Mamãe não parava de gritar pra eu parar enquanto eu tentava entrar na buceta dela, aí ela mudou de posição e colocou meu pau na porta do cu dela e disse: agora sim, pode meter. Não importava, eu só queria estar dentro dela. O cu dela, apertado, fechado, segurava minha pica de um jeito firme, tenso. Com o movimento, senti dor no meu pau e pelo jeito que ela reclamava, com certeza também; mas também era certo que a gente adorava transar anal. Ela parou de gritar de dor, agora era só de prazer. Segurei ela pela cintura pra aumentar o ritmo, agarrei os peitos dela e o vai e vem era violento.
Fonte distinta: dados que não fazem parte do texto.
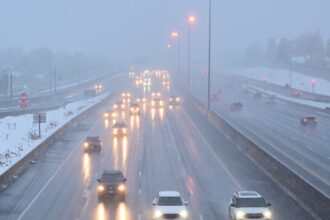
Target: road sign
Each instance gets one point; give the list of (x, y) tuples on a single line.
[(23, 100), (39, 117)]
Também ouvia o som dos corpos batendo quando a gente fodia. O ambiente me deixava louco e a porra já escorria dentro do cu dela em borbotões. Quando meu pau saiu, ainda jorrando porra, minha mãe se virou e chupou o pau, juntou e comeu cada gota de porra que tinha na cabeça. Eu me deitei do lado dela, exausto, e ela soltou meu pau mole e se aninhou no meu peito. Naquele momento, tentei entender o que a gente tinha feito, e não conseguia sair do meu espanto. Perguntei a ela o que sentia, e ela respondeu que só tinha tentado evitar que eu comesse ela pela buceta. Isso me deu muita raiva. Mas eu soube que era o jeito dela de evitar admitir que a gente tinha cometido incesto. Entendi que tinha captado a mensagem. Não saí do meu quarto e não consegui pregar o olho por dois dias. A relação ficou distante, a gente só falava o necessário; meu pai percebia, embora eu ache que ele não soubesse o que pensar. Quando tudo voltou ao normal e eu achei que estava superado, ela me entregou o cu de novo, e eu destruí ele com mais vontade do que antes. Voltamos à relação cordial e, exceto nos encontros onde eu arrebento o cu dela, nossa vida segue a rotina normal.